"That's the problem with loving your life.
There is always going to be something that you miss."
These words my sweet friend offered up as encouragement couldn't be more true in this season of life.
My heart has never had roots in so many places at once. I'm completely enjoying being back in my hometown again, and I'm so thankful for and blessed by my friends here (old and new!) and the many opportunities to serve. God has provided in ways I never would've dreamed, and I wouldn't ever want to miss out on these opportunities!
But I seriously miss living in Minnesota. I got to visit one of my wonderful former roommates in the Twin Cities recently, and it felt like home. It felt so normal to be back. Being with her up there just felt right. The Twin Cities quickly grew on me over the four years I lived there, and I always pictured myself moving back if I were to come live in the States again. It's where I have all of my professional connections, where I became a part of a beautiful church community, and where I made my home.

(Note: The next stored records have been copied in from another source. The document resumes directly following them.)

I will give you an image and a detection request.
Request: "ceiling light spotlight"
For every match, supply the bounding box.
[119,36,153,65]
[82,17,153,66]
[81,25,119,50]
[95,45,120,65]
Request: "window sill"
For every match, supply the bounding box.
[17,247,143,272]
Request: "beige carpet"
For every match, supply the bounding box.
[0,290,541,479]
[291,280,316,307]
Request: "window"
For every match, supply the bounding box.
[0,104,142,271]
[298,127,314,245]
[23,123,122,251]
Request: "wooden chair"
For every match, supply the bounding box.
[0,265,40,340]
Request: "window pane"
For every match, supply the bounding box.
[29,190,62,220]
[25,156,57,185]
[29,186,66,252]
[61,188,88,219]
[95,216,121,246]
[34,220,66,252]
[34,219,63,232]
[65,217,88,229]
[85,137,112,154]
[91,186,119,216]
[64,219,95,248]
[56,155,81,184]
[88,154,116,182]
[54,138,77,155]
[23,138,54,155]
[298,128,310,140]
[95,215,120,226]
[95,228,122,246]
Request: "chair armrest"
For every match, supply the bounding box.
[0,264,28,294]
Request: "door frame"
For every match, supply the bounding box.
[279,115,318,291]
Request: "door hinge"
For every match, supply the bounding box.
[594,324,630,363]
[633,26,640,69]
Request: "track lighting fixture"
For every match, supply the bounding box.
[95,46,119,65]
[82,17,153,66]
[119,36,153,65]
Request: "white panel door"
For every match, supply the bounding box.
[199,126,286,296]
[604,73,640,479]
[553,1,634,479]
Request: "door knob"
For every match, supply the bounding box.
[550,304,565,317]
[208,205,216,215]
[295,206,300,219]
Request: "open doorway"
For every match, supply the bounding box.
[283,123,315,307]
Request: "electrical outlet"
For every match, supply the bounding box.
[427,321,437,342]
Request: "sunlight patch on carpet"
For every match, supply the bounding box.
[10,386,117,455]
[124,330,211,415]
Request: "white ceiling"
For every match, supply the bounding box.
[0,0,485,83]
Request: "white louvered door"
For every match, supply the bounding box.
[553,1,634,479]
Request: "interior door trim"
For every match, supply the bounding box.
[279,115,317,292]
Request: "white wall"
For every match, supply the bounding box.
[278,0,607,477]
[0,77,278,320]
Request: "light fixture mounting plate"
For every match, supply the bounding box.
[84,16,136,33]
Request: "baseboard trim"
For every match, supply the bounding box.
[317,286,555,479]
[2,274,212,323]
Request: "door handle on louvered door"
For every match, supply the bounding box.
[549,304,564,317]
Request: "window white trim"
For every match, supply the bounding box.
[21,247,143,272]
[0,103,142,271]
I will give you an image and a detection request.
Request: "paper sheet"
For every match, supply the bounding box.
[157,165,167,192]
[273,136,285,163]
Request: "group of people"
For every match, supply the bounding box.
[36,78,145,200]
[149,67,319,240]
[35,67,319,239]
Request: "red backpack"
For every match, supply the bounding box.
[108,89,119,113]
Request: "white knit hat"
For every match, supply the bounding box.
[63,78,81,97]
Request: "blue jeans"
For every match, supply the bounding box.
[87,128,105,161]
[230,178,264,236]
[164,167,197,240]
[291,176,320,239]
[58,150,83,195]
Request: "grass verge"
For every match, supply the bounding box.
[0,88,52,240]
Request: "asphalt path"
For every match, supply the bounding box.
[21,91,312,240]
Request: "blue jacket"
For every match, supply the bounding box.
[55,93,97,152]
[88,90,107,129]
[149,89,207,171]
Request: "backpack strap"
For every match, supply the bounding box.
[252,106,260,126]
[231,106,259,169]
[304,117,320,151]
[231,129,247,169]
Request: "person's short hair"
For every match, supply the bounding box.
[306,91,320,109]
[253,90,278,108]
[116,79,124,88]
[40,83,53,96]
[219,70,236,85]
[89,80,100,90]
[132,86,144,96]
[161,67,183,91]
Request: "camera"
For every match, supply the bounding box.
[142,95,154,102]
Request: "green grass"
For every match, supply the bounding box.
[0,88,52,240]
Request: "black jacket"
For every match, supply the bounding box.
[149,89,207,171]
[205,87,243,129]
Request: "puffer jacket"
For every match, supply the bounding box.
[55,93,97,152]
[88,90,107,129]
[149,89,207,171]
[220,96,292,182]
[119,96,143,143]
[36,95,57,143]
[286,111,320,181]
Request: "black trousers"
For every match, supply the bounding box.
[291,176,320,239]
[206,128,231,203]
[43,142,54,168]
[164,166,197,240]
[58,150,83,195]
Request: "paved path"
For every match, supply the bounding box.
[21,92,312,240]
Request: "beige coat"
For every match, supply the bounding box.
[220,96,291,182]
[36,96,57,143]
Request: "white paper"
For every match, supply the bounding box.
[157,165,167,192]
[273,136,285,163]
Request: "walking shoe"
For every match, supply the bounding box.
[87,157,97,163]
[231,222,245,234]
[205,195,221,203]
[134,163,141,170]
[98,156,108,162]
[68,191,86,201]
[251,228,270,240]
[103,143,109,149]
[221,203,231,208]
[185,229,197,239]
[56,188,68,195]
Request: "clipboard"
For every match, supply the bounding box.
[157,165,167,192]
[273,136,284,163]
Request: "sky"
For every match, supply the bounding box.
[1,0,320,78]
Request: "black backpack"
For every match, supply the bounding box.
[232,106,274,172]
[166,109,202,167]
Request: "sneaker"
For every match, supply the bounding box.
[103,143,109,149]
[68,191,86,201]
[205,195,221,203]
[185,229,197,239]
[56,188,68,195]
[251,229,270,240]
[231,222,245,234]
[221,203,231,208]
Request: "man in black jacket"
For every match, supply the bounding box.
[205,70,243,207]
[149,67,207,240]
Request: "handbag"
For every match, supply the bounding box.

And all the while, not a day goes by that I don't think about my precious friends in Mbarara and the incredible life God gave me there. I'm thankful for blogs and Facebook and ministry updates so that I can follow some of the big things happening there now. It's a life that takes place in something that can feel like a completely different world, but it's a life that I expect to return to one day.
They say home is where the heart is.
That doesn't mean much to me anymore. My heart has many homes.
They're all comfortable.
They're all full of wonderful people.
And I miss them whenever I'm not home.